Extract the underlying raster values for each feature in the polygon layer
The raster_extract()
function comes in handy to apply raster::extract()
on stars
objects. It’s used here inside mutate
to add new variables with the extracted values for each species (it’s vectorized for each feature 😎).
primates_meso <-
primates_meso %>% mutate(
hfpMean = raster_extract(hfp_meso, primates_meso, fun = mean, na.rm = TRUE),
hfpMax = raster_extract(hfp_meso, primates_meso, fun = max, na.rm = TRUE),
hfpMin = raster_extract(hfp_meso, primates_meso, fun = min, na.rm = TRUE)
)
primates_meso %>%
st_set_geometry(NULL) %>%
knitr::kable()
We can pull the data sans the geometry using st_set_geometry(NULL)

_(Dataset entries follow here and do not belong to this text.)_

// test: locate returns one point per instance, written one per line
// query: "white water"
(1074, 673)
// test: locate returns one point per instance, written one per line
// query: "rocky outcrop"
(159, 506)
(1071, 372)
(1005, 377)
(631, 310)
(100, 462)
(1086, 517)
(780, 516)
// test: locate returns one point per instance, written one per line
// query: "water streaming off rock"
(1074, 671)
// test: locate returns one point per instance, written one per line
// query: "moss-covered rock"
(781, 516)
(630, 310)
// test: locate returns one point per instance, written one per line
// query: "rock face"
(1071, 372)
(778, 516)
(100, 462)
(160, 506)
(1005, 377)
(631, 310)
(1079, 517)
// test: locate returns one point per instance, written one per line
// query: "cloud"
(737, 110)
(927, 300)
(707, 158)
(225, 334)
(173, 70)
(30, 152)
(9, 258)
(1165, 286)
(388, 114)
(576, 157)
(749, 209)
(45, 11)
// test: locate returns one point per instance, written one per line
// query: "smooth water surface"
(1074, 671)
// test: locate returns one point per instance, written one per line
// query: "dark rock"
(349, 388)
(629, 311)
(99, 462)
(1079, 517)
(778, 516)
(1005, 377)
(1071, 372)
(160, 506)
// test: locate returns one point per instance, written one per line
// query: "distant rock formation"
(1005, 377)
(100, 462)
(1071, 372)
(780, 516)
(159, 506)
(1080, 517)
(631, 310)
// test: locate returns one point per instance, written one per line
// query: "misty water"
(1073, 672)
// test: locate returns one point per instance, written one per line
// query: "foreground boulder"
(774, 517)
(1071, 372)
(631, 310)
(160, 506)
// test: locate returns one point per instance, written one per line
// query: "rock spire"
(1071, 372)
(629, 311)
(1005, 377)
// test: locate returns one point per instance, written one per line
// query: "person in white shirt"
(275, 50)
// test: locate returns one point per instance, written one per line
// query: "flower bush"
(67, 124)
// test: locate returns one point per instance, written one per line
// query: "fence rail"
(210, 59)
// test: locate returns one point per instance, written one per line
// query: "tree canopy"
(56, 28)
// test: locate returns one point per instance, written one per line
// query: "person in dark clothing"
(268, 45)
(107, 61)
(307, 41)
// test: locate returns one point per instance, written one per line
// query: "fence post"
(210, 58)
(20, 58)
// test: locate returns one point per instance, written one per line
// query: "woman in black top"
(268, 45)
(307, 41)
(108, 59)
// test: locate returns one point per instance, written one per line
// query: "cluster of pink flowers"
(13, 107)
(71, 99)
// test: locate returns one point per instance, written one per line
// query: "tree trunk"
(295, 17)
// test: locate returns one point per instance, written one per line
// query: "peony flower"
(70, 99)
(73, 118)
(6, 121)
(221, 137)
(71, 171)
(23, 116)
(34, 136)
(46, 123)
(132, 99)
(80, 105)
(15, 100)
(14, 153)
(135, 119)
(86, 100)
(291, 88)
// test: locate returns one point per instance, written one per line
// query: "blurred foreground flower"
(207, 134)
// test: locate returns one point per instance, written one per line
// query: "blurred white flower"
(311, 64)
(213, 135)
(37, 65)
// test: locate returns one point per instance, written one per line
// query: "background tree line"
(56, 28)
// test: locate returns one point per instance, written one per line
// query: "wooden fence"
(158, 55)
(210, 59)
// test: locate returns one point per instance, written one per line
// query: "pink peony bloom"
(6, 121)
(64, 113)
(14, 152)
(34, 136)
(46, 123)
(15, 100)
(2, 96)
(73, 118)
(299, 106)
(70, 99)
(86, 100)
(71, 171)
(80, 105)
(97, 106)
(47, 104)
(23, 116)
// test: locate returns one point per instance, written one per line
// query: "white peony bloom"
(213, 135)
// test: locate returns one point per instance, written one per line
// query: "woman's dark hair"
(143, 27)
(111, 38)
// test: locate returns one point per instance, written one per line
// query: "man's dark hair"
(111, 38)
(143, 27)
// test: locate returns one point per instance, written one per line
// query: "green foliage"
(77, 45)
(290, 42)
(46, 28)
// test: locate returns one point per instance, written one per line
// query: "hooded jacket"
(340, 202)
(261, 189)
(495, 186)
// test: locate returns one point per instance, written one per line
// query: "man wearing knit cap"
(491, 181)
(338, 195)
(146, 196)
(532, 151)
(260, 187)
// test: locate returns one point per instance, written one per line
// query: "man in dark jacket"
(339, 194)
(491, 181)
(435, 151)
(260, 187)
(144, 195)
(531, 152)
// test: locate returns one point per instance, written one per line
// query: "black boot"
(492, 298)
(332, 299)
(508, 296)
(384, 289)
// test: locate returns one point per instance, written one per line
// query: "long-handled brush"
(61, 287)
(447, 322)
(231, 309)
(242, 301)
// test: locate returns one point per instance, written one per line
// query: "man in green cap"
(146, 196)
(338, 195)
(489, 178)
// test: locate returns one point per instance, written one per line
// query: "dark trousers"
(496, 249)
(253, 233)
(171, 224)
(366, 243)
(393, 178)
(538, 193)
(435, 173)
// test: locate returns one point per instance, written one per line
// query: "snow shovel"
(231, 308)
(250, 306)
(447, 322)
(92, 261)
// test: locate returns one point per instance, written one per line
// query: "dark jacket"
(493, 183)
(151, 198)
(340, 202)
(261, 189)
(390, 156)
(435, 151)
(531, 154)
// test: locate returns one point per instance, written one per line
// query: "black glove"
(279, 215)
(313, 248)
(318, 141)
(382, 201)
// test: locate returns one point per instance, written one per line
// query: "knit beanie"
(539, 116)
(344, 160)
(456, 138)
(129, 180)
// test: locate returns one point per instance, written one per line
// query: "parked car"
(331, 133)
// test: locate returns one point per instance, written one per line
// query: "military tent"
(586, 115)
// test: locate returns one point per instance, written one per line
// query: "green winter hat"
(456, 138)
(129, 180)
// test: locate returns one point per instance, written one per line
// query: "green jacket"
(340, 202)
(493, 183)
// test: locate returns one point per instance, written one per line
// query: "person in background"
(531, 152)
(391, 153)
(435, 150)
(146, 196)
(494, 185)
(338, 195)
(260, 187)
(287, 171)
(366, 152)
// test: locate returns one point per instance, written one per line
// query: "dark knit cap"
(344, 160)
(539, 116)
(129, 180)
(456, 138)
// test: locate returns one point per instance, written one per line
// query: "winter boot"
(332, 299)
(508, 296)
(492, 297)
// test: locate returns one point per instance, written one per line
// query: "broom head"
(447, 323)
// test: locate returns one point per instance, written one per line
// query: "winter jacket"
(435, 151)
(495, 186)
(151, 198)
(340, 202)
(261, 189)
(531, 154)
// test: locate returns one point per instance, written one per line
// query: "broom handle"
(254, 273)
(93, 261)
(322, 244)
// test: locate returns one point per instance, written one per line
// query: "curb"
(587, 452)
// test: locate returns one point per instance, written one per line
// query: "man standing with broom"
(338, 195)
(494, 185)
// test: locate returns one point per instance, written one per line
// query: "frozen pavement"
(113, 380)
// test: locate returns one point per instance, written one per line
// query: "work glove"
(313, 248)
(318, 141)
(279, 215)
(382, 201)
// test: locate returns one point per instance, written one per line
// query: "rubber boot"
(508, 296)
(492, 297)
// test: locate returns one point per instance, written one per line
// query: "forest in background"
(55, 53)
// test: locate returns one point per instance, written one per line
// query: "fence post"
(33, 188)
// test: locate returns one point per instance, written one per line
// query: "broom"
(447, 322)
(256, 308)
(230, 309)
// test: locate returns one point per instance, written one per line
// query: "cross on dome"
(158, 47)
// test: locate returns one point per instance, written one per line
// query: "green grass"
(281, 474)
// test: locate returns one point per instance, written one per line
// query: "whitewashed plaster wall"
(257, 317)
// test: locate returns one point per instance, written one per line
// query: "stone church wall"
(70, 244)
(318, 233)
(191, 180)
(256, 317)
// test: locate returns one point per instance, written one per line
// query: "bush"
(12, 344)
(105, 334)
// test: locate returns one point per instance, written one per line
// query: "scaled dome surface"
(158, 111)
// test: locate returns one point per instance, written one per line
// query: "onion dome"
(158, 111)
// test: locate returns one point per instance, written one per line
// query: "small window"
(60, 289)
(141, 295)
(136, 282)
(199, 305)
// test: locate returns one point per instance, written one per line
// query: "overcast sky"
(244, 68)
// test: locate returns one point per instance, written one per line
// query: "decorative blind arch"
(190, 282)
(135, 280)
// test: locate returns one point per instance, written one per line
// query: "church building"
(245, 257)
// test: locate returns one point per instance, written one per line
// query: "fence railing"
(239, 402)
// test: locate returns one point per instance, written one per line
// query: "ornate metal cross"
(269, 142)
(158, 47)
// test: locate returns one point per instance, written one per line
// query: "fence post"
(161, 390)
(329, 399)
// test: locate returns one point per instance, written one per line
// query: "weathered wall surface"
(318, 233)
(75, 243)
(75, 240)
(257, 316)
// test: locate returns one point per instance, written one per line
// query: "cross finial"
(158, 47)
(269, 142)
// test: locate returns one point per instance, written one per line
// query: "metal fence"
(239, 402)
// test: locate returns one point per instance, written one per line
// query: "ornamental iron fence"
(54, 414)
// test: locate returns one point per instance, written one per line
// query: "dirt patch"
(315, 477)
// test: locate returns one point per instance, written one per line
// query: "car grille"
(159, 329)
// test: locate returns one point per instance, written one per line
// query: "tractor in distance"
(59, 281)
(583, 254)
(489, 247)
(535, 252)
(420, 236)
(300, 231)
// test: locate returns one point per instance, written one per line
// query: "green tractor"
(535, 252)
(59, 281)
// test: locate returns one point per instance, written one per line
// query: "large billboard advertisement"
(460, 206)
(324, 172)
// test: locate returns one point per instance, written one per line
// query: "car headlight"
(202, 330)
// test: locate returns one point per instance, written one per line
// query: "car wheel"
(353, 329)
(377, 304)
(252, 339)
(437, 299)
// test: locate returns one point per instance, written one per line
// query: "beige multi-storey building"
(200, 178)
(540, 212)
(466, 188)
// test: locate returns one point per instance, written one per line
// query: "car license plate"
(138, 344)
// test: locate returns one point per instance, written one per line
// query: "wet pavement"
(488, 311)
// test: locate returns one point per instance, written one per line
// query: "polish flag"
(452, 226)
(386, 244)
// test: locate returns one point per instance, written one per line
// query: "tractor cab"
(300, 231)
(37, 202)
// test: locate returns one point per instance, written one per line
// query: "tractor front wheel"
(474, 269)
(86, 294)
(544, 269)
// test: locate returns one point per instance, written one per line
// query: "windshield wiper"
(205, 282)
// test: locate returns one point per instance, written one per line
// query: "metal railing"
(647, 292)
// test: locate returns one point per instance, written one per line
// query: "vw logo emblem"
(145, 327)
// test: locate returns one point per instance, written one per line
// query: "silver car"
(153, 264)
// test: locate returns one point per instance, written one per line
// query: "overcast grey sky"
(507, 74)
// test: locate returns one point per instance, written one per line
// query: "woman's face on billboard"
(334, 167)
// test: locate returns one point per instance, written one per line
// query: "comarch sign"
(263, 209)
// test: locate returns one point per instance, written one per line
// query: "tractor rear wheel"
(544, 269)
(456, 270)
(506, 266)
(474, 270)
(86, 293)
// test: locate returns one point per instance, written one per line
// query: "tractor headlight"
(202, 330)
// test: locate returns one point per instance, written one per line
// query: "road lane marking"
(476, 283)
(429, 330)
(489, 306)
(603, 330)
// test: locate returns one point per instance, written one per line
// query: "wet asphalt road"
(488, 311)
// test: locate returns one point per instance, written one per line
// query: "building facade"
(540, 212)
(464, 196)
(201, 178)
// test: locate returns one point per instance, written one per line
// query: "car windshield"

and have a look at the extracted values.
binomial | hfpMean | hfpMax | hfpMin |
---|---|---|---|
Alouatta palliata | 9.087961 | 50.00000 | 0.000000 |
Alouatta pigra | 5.716039 | 47.00000 | 0.000000 |
Aotus zonalis | 7.390708 | 42.41053 | 1.000000 |
Ateles fusciceps | 3.870575 | 18.04213 | 1.000000 |
Ateles geoffroyi | 8.495973 | 50.00000 | 0.000000 |
Saguinus geoffroyi | 6.306356 | 42.41053 | 1.000000 |
Saimiri oerstedii | 10.727800 | 40.78853 | 3.002395 |
Lastly, we can plot everything together with ggplot2
. This quick and simple map could be customized further with various grammar of graphics touches, but for now it looks pretty good.
ggplot() +
geom_sf(data = divpol, color = "gray", fill = "light grey") +
geom_stars(data = hfp_meso, downsample = 10) +
scale_fill_scico(
palette = "lajolla", na.value = "transparent",
name = "Human Footprint",
guide = guide_colorbar(
direction = "horizontal",
title.position = "top"
)
) +
guides(fill = guide_colorbar(title.position = "top")) +
new_scale_fill() +
geom_sf(data = primates_meso, aes(group = binomial), color = "black", fill = "blue", alpha = 0.01) +
geom_sf(data = divpol, color = "black", fill = "transparent", size = 0.1) +
geom_text_repel(data = labelling, aes(X, Y, label = binomial), alpha = 0.5, fontface = "italic") +
hrbrthemes::theme_ipsum_ps() + labs(x = "", y = "") +
coord_sf(
xlim = c(limsMeso["xmin"], limsMeso["xmax"]),
ylim = c(limsMeso["ymin"], limsMeso["ymax"])
) +
scale_x_discrete(expand = c(0, 0)) +
scale_y_discrete(expand = c(0, 0)) +
theme(
legend.position = c(0.2, 0.1),
panel.background = element_rect(fill = "#EAF7FA"),
panel.border = element_rect(colour = "black", fill = "transparent"),
legend.background = element_rect(fill = "white")
)

One last plot, again using one facet per species to avoid overlap. Note the use of ggnewscale
functions to use one fill for the raster and one for the polygon features.
ggplot()+
geom_sf(data=divpol,color="gray",fill="light grey")+
geom_stars(data = hfp_meso,downsample = 10) +
scale_fill_scico(palette = "lajolla",na.value="transparent",
name="Human Footprint",
guide = guide_colorbar(
direction = "horizontal",
title.position = 'top'
))+
guides(fill= guide_colorbar(title.position = "top"))+
new_scale_fill()+
geom_sf(data=primates_meso,aes(group=binomial,fill=binomial),color="black",alpha=0.8)+
scale_fill_brewer(type = "qual")+
facet_wrap(~binomial)+
geom_sf(data=divpol,color="black",fill="transparent",size=0.1)+
hrbrthemes::theme_ipsum_ps() + labs(x="",y="")+
coord_sf(xlim = c(limsMeso["xmin"], limsMeso["xmax"]),
ylim = c(limsMeso["ymin"], limsMeso["ymax"]))+
scale_x_discrete(expand=c(0,0))+
scale_y_discrete(expand=c(0,0))+
theme(legend.position = c(0.6, 0.1),
panel.background = element_rect(fill="#EAF7FA"),
panel.border = element_rect(colour = "black",fill = "transparent"),
legend.background = element_rect(fill = 'white'),
strip.text = element_text(face = "italic"))

Nice and simple. Any feedback is welcome.